Negative camber or off-camber corners present a tricky situation because physics are now working against you. The road is slanting downwards on the outside edge, which, when combined with your centrifugal force, can pull you wider into the turn. In order to counteract the forces, you will need to increase your lean angle. But, your lean angle is also diminished because the side of the road that your bike is leaning towards will be at a higher elevation.
By being able to look ahead and recognize that you will be entering a corner with negative camber, you will be able to adjust the that way you are riding. You will need to be a bit more cautious with your speed as your traction and available lean angle will decrease. You also need to adjust your line to allow for a slower turn with a diminished lean angle. You can box off the turn by staying on the outside of the corner later before you turn in. A delayed apex will allow you to keep the bike more upright as well.

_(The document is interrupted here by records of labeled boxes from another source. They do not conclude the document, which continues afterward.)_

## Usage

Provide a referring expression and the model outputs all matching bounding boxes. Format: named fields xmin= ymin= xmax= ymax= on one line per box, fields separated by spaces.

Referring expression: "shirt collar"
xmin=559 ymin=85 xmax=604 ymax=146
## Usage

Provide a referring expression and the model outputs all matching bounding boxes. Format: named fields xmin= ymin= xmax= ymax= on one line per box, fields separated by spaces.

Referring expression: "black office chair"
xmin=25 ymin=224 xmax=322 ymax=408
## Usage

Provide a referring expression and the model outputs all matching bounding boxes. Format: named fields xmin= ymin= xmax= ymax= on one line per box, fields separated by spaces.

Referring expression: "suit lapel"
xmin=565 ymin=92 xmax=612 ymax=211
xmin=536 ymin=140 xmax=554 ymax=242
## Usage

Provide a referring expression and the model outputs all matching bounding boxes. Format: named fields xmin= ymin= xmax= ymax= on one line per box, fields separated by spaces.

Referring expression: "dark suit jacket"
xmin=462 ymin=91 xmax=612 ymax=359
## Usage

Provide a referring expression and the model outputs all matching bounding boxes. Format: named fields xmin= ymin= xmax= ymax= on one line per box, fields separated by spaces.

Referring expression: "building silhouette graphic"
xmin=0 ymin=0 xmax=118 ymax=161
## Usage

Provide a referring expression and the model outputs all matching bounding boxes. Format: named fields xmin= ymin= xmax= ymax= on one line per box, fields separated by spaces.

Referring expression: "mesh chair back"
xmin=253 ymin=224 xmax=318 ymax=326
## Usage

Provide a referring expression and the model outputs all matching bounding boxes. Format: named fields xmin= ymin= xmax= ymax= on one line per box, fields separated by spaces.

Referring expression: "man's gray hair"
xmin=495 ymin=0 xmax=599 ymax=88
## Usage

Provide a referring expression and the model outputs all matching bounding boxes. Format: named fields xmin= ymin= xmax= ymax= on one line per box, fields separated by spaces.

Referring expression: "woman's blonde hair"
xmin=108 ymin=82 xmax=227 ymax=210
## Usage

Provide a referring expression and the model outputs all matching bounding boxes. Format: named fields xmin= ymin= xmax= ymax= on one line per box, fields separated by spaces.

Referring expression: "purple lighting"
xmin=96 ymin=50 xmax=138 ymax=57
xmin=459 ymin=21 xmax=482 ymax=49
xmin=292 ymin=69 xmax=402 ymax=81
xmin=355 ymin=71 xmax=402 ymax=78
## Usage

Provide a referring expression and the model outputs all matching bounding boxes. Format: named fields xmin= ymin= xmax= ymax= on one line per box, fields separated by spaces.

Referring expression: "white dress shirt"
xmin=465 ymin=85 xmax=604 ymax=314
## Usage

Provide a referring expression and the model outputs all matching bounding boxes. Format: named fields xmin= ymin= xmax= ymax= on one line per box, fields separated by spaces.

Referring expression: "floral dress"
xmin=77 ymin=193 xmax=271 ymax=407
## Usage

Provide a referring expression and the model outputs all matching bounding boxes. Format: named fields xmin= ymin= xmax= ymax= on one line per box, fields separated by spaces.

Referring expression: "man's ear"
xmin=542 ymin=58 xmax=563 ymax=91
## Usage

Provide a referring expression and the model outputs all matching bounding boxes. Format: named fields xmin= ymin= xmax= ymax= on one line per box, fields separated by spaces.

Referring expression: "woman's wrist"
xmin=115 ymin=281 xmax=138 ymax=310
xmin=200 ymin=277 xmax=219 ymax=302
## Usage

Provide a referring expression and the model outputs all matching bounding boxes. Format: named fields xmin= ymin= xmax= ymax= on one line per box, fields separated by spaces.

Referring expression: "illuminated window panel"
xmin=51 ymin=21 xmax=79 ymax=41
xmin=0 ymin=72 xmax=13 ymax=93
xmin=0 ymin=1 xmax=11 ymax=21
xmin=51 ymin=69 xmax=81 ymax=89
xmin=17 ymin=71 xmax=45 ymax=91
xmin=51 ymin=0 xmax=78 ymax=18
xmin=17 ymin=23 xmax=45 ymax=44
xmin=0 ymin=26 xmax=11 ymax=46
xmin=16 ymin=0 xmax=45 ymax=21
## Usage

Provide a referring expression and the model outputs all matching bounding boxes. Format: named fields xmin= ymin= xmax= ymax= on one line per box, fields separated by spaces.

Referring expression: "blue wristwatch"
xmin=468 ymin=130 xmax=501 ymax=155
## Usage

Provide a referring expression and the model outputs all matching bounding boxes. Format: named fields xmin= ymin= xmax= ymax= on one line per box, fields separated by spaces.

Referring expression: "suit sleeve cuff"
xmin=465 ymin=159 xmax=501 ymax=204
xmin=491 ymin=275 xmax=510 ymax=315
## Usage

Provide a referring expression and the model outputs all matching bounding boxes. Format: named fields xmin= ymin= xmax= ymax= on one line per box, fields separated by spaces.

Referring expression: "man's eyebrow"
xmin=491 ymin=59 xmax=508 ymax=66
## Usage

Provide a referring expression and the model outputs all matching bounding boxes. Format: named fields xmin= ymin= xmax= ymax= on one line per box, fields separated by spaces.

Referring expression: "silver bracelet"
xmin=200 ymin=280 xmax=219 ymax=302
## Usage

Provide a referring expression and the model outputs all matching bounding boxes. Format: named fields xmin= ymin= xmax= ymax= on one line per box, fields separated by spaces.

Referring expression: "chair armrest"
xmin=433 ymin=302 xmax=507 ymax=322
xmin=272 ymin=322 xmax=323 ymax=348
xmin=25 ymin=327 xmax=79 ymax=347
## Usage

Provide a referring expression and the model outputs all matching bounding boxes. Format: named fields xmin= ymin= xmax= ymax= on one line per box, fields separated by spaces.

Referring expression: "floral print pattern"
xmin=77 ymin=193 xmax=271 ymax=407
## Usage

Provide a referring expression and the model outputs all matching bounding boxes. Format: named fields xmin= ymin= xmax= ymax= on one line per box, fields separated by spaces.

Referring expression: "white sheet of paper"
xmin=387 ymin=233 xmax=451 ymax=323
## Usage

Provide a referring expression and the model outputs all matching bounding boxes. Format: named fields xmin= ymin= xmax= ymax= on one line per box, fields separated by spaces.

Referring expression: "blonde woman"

Many two lane roads are also built with a crown in the center to help with water drainage. The crown will also create camber in the road. On right hand turns, the crown will create a positive camber, which will make cornering easier. For left hand turns, though, you will encounter a negative camber. When there is a crown and you encounter a left hander, use the same tactics as if you would in a pure negative camber situation. Also be aware that the crown may not actually be in the center of the road.
The radius of a corner is determined by the rate of change in how tight a corner is. A constant radius is one that has the same rate. If a corner opens up towards the end of the turn it is an increasing radius. One that tightens as you continue through the corner is a decreasing radius and is the most challenging.
Being able to look ahead and see through the corner makes it a bit easier. You can definitively tell which type of radius you are approaching and adjust accordingly. But that isn’t always the case. When you are approaching an unknown corner, it’s important to take it at a reserved pace. You can adjust your throttle accordingly once you can see through the corner. Taking on a decreasing radius corner too fast and too tight can lead you to early apex and go wide through the center line on a right hander and off the road on a left turn.
A decreasing radius turn should be approached similarly to one with a negative camber. Enter wide and stay wide longer with a delayed apex to stay in control throughout the whole turn. By staying wide, you have more options to choose the best line to take in case you need to veer away from obstacles, debris or road imperfections. The wider line also provides a greater field of view of what lies ahead on the road. Once you have made it through the apex, you can begin throttling out of the corner like normal to pull you through.
Experienced riders can trail brake through the corner, but that is for another discussion.
For any cornering situation, it’s important to be smooth with your controls so that you do not upset the suspension of the bike. Roll on and off the throttle with ease and use light pressure on the brakes.
By being able to read the road ahead of you, you will be able to conquer corner with ease, speed and safety.